Os painéis entre os seus
João Pedro Pimenta, 22.10.21
A obsessão da vida de Almada Negreiros realizada: a obra maior da pintura portuguesa na obra maior da arquitectura nacional, no seu espaço mais nobre.
Em 1918, de visita ao Museu de Arte Antiga, Almada, Santa Rita-Pintor e Amadeo Souza Cardoso fizeram um pacto (que implicou rapar o cabelo e as sobrancelhas, como disciplina e provocação digna do Orpheu) de que estudariam os painéis conhecidos como de S. Vicente até descobrirem todos os seus segredos. Santa-Rita e Amadeo morreriam no espaço de um ano e Almada ficou sozinho com uma missão perpétua. Tinha ficado fascinado pelos painéis e por um Ecce Homo exposto ao seu lado. Sendo um artista de vanguarda, afirmava que "a arte moderna sabe que o novo está perpetuamente no antigo".

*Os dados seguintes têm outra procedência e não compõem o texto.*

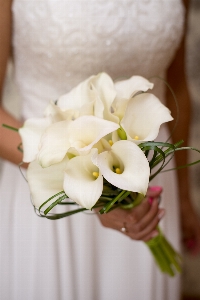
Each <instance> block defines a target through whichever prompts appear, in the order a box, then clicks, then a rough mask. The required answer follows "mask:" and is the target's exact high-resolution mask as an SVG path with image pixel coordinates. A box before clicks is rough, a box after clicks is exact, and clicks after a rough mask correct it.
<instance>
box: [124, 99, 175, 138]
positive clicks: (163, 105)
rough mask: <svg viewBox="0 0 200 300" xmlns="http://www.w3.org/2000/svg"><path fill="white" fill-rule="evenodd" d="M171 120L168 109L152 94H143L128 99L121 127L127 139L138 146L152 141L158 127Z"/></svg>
mask: <svg viewBox="0 0 200 300" xmlns="http://www.w3.org/2000/svg"><path fill="white" fill-rule="evenodd" d="M171 120H173V118H172V116H171V113H170V111H169V109H168V108H167V107H166V106H164V105H163V104H162V103H161V102H160V101H159V99H158V98H157V97H155V96H154V95H153V94H149V93H144V94H140V95H137V96H135V97H133V98H132V99H130V101H129V103H128V106H127V109H126V113H125V115H124V118H123V119H122V121H121V126H122V127H123V129H124V130H125V132H126V134H127V139H128V140H131V141H134V142H135V143H137V144H139V143H141V141H152V140H154V139H155V138H156V137H157V135H158V132H159V128H160V125H161V124H163V123H165V122H168V121H171Z"/></svg>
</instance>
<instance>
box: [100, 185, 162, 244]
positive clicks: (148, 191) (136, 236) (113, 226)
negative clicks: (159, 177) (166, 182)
mask: <svg viewBox="0 0 200 300" xmlns="http://www.w3.org/2000/svg"><path fill="white" fill-rule="evenodd" d="M161 193H162V188H161V187H150V188H149V189H148V191H147V195H146V197H145V199H144V200H143V202H142V203H141V204H139V205H138V206H137V207H135V208H133V209H130V210H124V209H121V208H117V209H114V210H112V211H111V212H109V213H107V214H103V215H100V214H99V215H98V216H99V219H100V221H101V224H102V225H103V226H105V227H108V228H112V229H115V230H118V231H120V232H122V234H125V235H127V236H128V237H130V238H131V239H133V240H142V241H145V242H146V241H148V240H150V239H151V238H153V237H155V236H156V235H158V230H157V225H158V223H159V221H160V219H161V218H162V217H163V216H164V213H165V211H164V209H160V208H159V199H160V194H161Z"/></svg>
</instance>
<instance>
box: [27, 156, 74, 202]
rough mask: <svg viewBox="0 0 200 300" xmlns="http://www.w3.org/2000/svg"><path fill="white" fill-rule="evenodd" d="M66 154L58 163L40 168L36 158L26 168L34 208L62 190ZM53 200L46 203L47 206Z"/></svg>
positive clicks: (28, 182)
mask: <svg viewBox="0 0 200 300" xmlns="http://www.w3.org/2000/svg"><path fill="white" fill-rule="evenodd" d="M68 161H69V159H68V157H67V156H66V157H65V158H64V159H63V160H62V161H61V162H59V163H58V164H54V165H52V166H50V167H48V168H42V167H41V166H40V164H39V163H38V161H37V160H34V161H33V162H31V163H30V164H29V166H28V170H27V180H28V184H29V188H30V192H31V199H32V202H33V204H34V206H35V207H36V208H39V207H40V205H42V204H43V203H44V202H45V201H46V200H47V199H49V198H50V197H52V196H53V195H55V194H57V193H59V192H60V191H62V190H63V180H64V170H65V168H66V165H67V162H68ZM54 201H55V199H54V200H51V201H49V202H48V203H47V206H49V205H50V204H51V203H52V202H54Z"/></svg>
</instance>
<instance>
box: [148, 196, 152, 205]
mask: <svg viewBox="0 0 200 300" xmlns="http://www.w3.org/2000/svg"><path fill="white" fill-rule="evenodd" d="M148 202H149V204H151V205H152V203H153V197H149V198H148Z"/></svg>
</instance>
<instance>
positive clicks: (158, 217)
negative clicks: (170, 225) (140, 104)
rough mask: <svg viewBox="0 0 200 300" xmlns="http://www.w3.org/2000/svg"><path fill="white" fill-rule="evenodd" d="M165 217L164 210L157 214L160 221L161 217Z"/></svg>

Os painéis, atribuidos a Nuno Gonçalves (tal como o Ecce Homo, erradamente, como se comprovou mais tarde) como representando S. Vicente, padroeiro de Lisboa, já tinham dado origem a discussões e teses várias, que duram até hoje, e a dada altura tornaram-se motivo de discussão artística, histórica e até política e ideológica. Havia quem defendesse que quem estava representado era o Infante Santo, D. Fernando, levando a polémica tão ao extremo que provocou o suicídio a um investigador que tinha sido enganado, Henrique Loureiro, e a uma cena de pancadaria no Chiado entre Almada e José de Bragança pela autoria da descoberta do "mistério", e que era do próprio Almada. Tempos em que polémicas estéticas levavam a vias de facto.
Descobrindo um pormenor nos ladrilhos do quadro e partindo de raciocínios puramente geométricos, Almada considerou que os painéis fariam parte de um conjunto maior, de 15 peças, projectadas para figurar na parede Norte da Capela do Fundador, no Mosteiro da Batalha, ao lado dos túmulos de D. João I, Dona Filipa de Lencastre, D. Afonso V, D. João II e do Infante D. Henrique, entre outros, sendo que alguns estão representados na obra. A tese tinha lógica, mas também os seus "buracos": há poucos anos determinou-se que o Ecce Homo, figura central do conjunto, era do séc. XVI, e por isso nunca poderia ser concebido antes para figurar ali. Ainda assim, há outros elementos que dão razão a Almada, mesmo que ele duvidasse que seja S. Vicente a figura central dos painéis. As discussões e as interrogações sobre essa pintura fascinante hão de continuar sempre. Se há dúvidas sobre a verdade, escolha-se a lenda.
O que é certo é que a obsessão de uma vida de Almada Negreiros está agora exposta na Capela do Fundador, na Batalha, até ao fim do ano, a quem a quiser ver.